What were the key architectural decisions and their tradeoffs?

Every architecture involves tradeoffs. Here are the three most consequential decisions we made and what we traded for them.

  • Decision: 60 specialized analyzers instead of 1 general extractor. Tradeoff: Higher maintenance burden. Each analyzer needs its own prompt, its own tests, its own monitoring. But 94.2% accuracy instead of 86.3% accuracy.

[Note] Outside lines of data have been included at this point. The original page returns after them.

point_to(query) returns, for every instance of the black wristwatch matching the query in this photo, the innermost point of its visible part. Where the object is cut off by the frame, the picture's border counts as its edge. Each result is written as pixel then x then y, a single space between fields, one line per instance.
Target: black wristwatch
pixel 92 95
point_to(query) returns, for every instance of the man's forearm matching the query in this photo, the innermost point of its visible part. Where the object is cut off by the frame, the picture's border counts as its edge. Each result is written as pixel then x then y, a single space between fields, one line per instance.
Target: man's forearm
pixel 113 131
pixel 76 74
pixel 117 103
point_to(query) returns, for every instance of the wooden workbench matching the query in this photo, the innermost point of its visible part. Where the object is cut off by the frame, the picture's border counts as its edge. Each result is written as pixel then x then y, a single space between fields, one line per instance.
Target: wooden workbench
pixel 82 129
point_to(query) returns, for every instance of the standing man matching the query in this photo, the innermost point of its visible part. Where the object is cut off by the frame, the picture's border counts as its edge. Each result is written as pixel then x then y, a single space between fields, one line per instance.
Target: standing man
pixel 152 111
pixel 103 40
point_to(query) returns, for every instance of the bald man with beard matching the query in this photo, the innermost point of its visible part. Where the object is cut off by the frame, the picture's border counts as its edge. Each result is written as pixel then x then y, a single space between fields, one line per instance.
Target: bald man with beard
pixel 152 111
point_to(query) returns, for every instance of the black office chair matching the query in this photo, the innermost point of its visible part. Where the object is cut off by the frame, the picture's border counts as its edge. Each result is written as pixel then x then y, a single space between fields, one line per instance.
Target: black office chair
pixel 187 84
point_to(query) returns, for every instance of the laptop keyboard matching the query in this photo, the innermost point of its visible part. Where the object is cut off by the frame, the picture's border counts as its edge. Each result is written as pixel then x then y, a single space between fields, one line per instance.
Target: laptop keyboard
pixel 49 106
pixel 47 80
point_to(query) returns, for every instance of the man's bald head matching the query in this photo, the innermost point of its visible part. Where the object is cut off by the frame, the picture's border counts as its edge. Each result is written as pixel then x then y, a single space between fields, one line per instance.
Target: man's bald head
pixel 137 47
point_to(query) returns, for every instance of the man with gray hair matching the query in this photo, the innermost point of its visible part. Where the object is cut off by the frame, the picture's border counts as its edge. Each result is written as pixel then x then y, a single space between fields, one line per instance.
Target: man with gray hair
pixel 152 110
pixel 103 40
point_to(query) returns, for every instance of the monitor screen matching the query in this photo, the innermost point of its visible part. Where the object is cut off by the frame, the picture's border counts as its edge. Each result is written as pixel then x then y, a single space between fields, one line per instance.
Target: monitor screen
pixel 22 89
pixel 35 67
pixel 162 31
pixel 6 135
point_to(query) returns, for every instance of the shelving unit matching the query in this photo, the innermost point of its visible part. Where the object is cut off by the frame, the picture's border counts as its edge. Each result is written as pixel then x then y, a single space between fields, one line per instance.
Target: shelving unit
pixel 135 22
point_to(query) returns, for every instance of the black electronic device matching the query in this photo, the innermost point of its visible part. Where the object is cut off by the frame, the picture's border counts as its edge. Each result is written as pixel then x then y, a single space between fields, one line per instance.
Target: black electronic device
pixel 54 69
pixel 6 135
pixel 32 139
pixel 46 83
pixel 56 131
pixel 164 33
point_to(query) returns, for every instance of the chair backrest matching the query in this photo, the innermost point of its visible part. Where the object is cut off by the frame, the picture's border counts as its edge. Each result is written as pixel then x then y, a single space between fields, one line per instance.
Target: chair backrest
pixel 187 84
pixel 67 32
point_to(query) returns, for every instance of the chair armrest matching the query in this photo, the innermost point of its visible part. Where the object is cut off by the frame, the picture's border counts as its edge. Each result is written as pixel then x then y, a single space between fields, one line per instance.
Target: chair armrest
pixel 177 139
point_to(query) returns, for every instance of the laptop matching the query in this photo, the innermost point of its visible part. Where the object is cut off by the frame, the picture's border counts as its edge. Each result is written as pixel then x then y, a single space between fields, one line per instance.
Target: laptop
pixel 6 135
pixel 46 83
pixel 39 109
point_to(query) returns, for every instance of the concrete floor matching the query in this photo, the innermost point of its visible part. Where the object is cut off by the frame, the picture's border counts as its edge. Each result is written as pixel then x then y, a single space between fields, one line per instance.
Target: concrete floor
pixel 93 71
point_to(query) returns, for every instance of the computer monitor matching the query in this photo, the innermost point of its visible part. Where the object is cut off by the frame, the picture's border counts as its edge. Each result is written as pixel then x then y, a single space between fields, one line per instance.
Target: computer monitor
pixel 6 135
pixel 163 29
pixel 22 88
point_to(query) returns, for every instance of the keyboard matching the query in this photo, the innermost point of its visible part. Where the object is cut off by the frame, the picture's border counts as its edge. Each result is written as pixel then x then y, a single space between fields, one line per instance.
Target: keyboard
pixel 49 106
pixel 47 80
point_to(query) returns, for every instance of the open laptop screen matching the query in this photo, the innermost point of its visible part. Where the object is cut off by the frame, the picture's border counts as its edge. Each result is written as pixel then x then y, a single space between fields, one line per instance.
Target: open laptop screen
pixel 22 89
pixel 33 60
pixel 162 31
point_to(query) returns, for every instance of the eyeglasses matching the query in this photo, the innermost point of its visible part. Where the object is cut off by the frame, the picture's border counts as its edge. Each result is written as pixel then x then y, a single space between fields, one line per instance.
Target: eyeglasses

For financial documents where errors have legal consequences, we chose accuracy over maintainability.
  • Decision: 4 providers instead of 1. Tradeoff: Integration complexity. Each provider has different APIs, rate limits, pricing models, and failure modes. We spent 3 weeks building the abstraction layer. But zero single-provider outage translated to a user-facing incident. [LINK:post-26]
  • Decision: 510 tests with a daily accuracy suite. Tradeoff: Slow feedback loop for accuracy changes. A commit that changes a prompt takes 8 minutes to validate against the golden dataset. Engineers initially pushed back. But according to our incident tracking, the test suite caught 31 regressions before they reached production -- regressions that would have affected an estimated 2,400 users. [LINK:post-30]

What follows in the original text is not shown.